Epidemiological analyses have linked hypertension to an increased risk of pneumonia. This study from the UK biobank confirmed this correlation and found that there is a genetic predisposition to increased blood pressure. These results suggest that elevated blood pressure may be a causal risk factor for pneumonia.
Blood Pressure and Pneumonia
Hypertension is a common and modifiable risk factor for cardiovascular disease and mortality. Previous epidemiologic analyses have linked hypertension with the risk of developing pneumonia. More recently, it has also been linked to pneumonia resulting from severe acute respiratory syndrome coronavirus 2 (SARS-CoV-2) infection.
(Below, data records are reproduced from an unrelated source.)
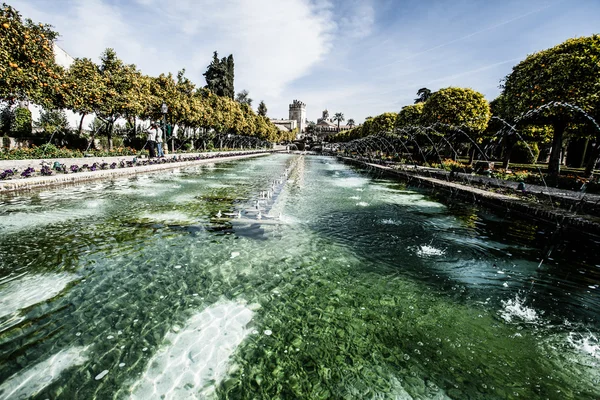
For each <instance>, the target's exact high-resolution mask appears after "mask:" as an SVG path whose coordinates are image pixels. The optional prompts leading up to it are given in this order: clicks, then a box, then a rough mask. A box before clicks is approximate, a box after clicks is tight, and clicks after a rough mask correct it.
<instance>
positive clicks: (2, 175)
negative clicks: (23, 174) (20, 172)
mask: <svg viewBox="0 0 600 400" xmlns="http://www.w3.org/2000/svg"><path fill="white" fill-rule="evenodd" d="M14 174H15V171H14V170H13V169H6V170H4V171H3V172H2V173H0V179H6V178H8V177H10V176H13V175H14Z"/></svg>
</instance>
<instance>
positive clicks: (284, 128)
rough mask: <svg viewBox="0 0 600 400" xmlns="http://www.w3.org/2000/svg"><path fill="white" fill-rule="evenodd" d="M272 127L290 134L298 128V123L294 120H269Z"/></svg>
mask: <svg viewBox="0 0 600 400" xmlns="http://www.w3.org/2000/svg"><path fill="white" fill-rule="evenodd" d="M271 122H272V123H273V125H275V126H276V127H277V128H278V129H279V130H280V131H284V132H292V131H293V130H294V129H296V128H297V127H298V121H296V120H295V119H271Z"/></svg>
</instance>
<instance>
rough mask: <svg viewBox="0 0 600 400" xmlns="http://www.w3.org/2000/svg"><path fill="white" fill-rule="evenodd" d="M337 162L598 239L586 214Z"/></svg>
mask: <svg viewBox="0 0 600 400" xmlns="http://www.w3.org/2000/svg"><path fill="white" fill-rule="evenodd" d="M338 159H339V160H342V161H344V162H347V163H350V164H356V165H359V166H362V167H366V168H371V169H375V170H377V171H378V172H380V173H382V174H386V175H389V176H393V177H396V178H399V179H402V180H404V181H406V182H408V183H414V182H417V183H418V184H420V185H423V186H428V187H431V188H435V189H440V190H443V191H445V192H448V193H449V194H450V197H458V198H461V199H462V200H464V201H470V202H474V203H479V204H482V205H484V206H487V207H490V208H494V209H496V210H499V211H503V212H505V213H507V214H510V213H511V212H512V213H516V214H519V215H521V216H524V217H526V218H529V219H534V220H540V221H544V222H550V223H554V224H558V225H559V226H562V227H568V228H571V229H575V230H579V231H583V232H585V233H588V234H592V235H596V236H600V218H598V217H594V216H591V215H587V214H576V213H574V212H570V211H568V210H565V209H560V208H551V207H547V206H544V205H542V204H538V203H534V202H531V201H529V200H526V199H522V198H519V197H513V196H508V195H505V194H501V193H496V192H491V191H488V190H483V189H479V188H476V187H472V186H467V185H463V184H460V183H456V182H449V181H444V180H441V179H438V178H432V177H428V176H422V175H420V174H418V173H414V172H409V171H402V170H396V169H393V168H390V167H387V166H383V165H380V164H374V163H368V162H365V161H360V160H355V159H352V158H347V157H339V158H338Z"/></svg>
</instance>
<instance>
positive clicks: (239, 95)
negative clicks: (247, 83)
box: [235, 89, 253, 107]
mask: <svg viewBox="0 0 600 400" xmlns="http://www.w3.org/2000/svg"><path fill="white" fill-rule="evenodd" d="M249 95H250V94H249V93H248V91H247V90H246V89H244V90H242V91H241V92H239V93H238V94H237V95H236V96H235V101H237V102H238V103H240V104H247V105H248V106H249V107H252V101H253V100H252V99H251V98H250V96H249Z"/></svg>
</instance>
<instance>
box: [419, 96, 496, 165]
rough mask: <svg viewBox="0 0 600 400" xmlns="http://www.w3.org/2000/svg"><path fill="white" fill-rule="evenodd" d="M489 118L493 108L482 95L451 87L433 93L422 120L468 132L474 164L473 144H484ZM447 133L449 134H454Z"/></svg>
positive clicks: (423, 115) (472, 156)
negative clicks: (477, 142) (486, 130)
mask: <svg viewBox="0 0 600 400" xmlns="http://www.w3.org/2000/svg"><path fill="white" fill-rule="evenodd" d="M490 117H491V112H490V104H489V103H488V101H487V100H486V99H485V98H484V97H483V95H482V94H481V93H479V92H477V91H475V90H473V89H469V88H458V87H449V88H445V89H440V90H438V91H437V92H435V93H433V94H432V95H431V97H430V98H429V99H428V100H427V101H426V102H425V105H424V106H423V114H422V117H421V120H422V123H423V124H425V125H427V124H432V125H433V124H436V123H441V124H443V125H449V126H453V127H456V128H457V129H460V130H461V131H463V132H465V133H466V134H467V135H468V136H469V137H470V139H471V140H468V139H467V140H468V142H471V141H472V142H471V143H472V145H471V152H470V157H469V164H471V163H472V162H473V158H474V156H475V151H476V150H477V148H476V146H475V145H474V144H473V142H477V141H481V138H482V135H483V132H484V131H485V129H486V128H487V125H488V121H489V120H490ZM443 130H444V129H443ZM445 130H446V131H447V132H446V133H448V132H450V131H451V129H445ZM465 139H466V138H465ZM460 140H461V141H463V139H460Z"/></svg>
However, while epidemiological analyses support a plausible link between blood pressure regulation and respiratory infection, many of these findings are often confounded by co-morbid conditions. Therefore, it is unclear whether hypertension is the direct cause of pneumonia development or whether other factors such as age, diabetes mellitus, air pollution or smoking play a greater role.
Alternatively, Mendelian randomisation is a statistical genetic approach which allows for the unbiased testing for a causal genetic factor. Blood pressure is a highly heritable trait, with several known genomic loci. Therefore, the UK biobank used Mendelian randomisation to test the hypothesis that blood pressure independently influences the risk of pneumonia and reduced pulmonary function.
Results
The study covered 377,143 individuals, and tested whether a genetic predisposition for increased blood pressure was correlated to an increased risk for pneumonia.
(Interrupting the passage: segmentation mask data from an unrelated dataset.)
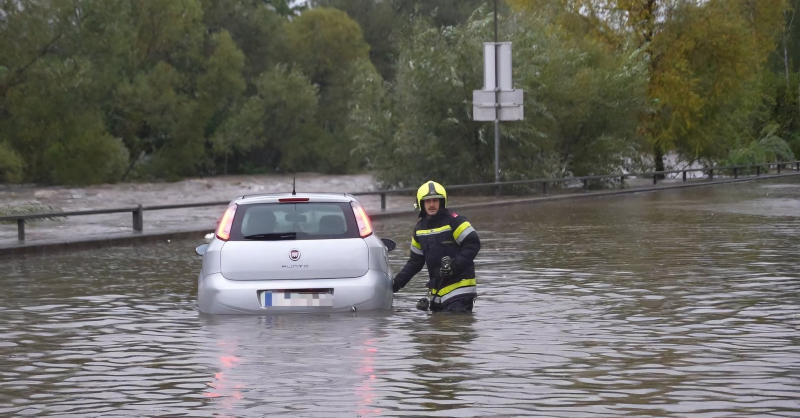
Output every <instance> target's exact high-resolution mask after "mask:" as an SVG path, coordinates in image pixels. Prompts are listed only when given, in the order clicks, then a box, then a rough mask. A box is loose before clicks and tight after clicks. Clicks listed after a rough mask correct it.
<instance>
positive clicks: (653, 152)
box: [653, 145, 664, 179]
mask: <svg viewBox="0 0 800 418" xmlns="http://www.w3.org/2000/svg"><path fill="white" fill-rule="evenodd" d="M653 160H655V163H656V171H664V151H663V150H662V149H661V147H660V146H658V145H656V146H654V147H653ZM657 177H658V178H660V179H663V178H664V175H663V174H658V175H657Z"/></svg>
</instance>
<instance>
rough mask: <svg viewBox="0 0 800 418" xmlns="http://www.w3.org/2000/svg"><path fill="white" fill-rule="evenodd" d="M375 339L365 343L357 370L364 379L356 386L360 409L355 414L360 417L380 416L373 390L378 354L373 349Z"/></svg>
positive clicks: (356, 389)
mask: <svg viewBox="0 0 800 418" xmlns="http://www.w3.org/2000/svg"><path fill="white" fill-rule="evenodd" d="M374 342H375V340H374V339H369V340H367V341H365V342H364V345H365V346H366V347H363V348H362V349H361V350H362V351H363V352H364V353H363V355H362V356H361V363H360V364H359V367H358V369H357V372H358V374H359V375H362V376H363V377H364V379H363V380H362V382H361V384H360V385H358V386H356V387H355V389H354V391H355V394H356V397H357V398H358V407H357V408H356V410H355V413H356V414H357V416H359V417H372V416H377V415H380V413H381V409H380V408H375V407H374V403H375V389H374V388H373V386H374V384H375V379H376V377H375V367H374V366H375V354H376V353H377V352H378V349H377V348H375V347H372V345H373V344H374Z"/></svg>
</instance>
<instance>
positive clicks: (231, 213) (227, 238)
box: [217, 205, 237, 241]
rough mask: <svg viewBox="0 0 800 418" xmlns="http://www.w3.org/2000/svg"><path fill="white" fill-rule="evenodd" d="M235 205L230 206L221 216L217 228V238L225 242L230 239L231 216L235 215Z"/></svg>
mask: <svg viewBox="0 0 800 418" xmlns="http://www.w3.org/2000/svg"><path fill="white" fill-rule="evenodd" d="M236 207H237V205H230V206H228V209H226V210H225V214H224V215H222V219H221V220H220V221H219V226H217V238H219V239H221V240H223V241H227V240H228V238H230V237H231V227H232V226H233V215H235V214H236Z"/></svg>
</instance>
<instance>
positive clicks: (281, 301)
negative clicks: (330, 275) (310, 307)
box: [260, 289, 333, 308]
mask: <svg viewBox="0 0 800 418" xmlns="http://www.w3.org/2000/svg"><path fill="white" fill-rule="evenodd" d="M260 299H261V306H263V307H265V308H269V307H275V306H287V307H289V306H291V307H307V306H308V307H312V306H333V289H308V290H265V291H263V292H261V298H260Z"/></svg>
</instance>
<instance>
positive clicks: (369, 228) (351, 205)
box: [350, 202, 372, 238]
Their findings confirmed that hypertension is a risk factor for pneumonia and many other respiratory diseases. They also suggest that there is a genetic predisposition to increased blood pressure, contributed to by at least 75 independent genetic variants. The researchers also completed epidemiological analyses which again revealed an association between hypertension and increased pulmonary obstruction. Mendelian randomisation studies further supported this causal relationship.
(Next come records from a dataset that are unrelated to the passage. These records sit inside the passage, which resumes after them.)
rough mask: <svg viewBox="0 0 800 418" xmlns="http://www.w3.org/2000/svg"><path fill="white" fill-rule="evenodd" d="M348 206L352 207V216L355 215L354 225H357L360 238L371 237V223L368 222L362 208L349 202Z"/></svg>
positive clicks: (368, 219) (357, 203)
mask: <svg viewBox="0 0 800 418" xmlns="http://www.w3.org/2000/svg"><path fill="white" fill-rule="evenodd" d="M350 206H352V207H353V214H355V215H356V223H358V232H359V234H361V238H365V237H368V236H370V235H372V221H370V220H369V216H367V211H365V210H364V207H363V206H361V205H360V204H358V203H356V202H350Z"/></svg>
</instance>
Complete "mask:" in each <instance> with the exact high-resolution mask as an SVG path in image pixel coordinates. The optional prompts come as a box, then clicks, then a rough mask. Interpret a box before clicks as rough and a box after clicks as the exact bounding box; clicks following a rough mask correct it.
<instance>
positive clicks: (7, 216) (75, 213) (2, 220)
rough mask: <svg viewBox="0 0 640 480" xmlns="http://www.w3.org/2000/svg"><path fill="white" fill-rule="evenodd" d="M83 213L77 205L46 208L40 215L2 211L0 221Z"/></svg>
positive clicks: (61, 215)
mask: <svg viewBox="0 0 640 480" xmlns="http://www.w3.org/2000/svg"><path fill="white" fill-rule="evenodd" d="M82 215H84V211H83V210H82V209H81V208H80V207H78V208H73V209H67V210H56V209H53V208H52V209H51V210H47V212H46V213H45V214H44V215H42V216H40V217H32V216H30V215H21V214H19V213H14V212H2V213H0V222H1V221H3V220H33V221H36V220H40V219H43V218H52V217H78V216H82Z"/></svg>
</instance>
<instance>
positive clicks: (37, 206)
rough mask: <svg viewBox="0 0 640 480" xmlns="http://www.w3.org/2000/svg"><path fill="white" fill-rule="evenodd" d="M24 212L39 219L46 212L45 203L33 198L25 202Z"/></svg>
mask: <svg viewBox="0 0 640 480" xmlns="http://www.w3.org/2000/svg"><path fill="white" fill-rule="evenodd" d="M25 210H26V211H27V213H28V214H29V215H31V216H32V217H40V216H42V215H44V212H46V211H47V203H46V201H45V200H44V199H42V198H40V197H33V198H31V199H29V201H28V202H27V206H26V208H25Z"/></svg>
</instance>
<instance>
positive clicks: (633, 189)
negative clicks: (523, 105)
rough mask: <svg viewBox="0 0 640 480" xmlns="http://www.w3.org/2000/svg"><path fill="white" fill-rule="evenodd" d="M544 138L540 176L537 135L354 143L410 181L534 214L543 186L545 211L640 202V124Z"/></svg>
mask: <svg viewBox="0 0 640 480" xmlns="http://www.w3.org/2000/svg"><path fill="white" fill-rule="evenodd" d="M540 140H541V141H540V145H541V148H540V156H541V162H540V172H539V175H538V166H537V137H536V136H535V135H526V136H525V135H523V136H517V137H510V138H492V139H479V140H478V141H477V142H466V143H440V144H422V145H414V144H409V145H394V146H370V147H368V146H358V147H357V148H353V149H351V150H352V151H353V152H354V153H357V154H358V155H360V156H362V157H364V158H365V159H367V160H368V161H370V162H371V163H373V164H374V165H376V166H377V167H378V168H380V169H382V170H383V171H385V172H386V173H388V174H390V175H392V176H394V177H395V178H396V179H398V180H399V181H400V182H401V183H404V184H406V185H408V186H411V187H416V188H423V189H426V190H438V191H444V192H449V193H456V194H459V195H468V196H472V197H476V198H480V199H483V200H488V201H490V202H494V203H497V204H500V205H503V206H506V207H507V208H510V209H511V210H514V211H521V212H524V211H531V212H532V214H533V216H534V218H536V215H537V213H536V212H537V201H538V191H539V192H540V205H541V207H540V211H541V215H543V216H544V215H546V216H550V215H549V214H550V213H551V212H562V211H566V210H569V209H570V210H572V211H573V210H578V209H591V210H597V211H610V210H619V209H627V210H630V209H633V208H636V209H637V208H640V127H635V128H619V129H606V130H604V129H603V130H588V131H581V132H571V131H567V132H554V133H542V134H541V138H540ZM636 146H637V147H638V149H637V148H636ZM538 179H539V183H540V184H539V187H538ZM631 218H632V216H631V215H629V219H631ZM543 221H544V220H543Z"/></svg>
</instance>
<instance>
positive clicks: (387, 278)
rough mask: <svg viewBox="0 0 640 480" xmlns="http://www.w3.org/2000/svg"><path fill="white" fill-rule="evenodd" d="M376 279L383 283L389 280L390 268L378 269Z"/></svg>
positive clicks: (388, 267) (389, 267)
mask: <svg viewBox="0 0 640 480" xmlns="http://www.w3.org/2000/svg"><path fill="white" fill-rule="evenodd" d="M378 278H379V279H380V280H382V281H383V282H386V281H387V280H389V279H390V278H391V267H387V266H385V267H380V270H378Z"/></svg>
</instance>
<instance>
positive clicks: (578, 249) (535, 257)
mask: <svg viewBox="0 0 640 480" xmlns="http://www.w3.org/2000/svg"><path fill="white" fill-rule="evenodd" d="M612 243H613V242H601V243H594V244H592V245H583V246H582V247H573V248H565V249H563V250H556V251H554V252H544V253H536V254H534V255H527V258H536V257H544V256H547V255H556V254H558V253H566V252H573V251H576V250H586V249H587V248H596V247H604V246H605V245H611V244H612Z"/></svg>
Implications for Pneumonia
These findings may have several implications for the prevention of pneumonia. Hypertension has been suggested to promote infection through a variety of mechanisms. Firstly, it may promote the dysregulation of the adaptive immune response, which has been supported by recent Mendelian randomisation studies. Moreover, hypertension can cause endothelial dysfunction, which may promote infection.
Previous studies have also linked hypertension to decreased pulmonary function and increased pulmonary obstruction. Chronic obstructive pulmonary disease (COPD) is also a well-established risk factor for pneumonia, and is co-morbid with several cardiovascular risk factors, including hypertension. This study demonstrated that increased blood pressure may causally lead to increased pulmonary obstruction. This represents a potential mechanism towards an increased risk of pneumonia.
Therefore, blood pressure optimization is likely to reduce the risk of developing pneumonia. The results of this study align with current recommendations to maintain stable, normal blood pressure.
Study Strengths
This study involved the analysis of a large, genotyped population-based cohort. They used both high-fidelity phenotyping and included subclinical respiratory phenotypes. Such diverse phenotyping allows more specific and sensitive analyses. The incorporation of mendelian randomisation also allowed a more robust causal inference for the role of hypertension.
Limitations
The study was conducted among individuals of white British ancestry, therefore the generalisability of these results to other ethnicities and geographic regions remains to be tested. The model used also assumes that genetic factors produce a direct impact and are not confounded by pleiotropy. While analyses were conducted to identify potential confounders, this may limit findings.
The authors also highlight that these outcomes were concluded prior to the COVID-19 pandemic and therefore generalisation of these findings to COVID-19 cases will require further verification.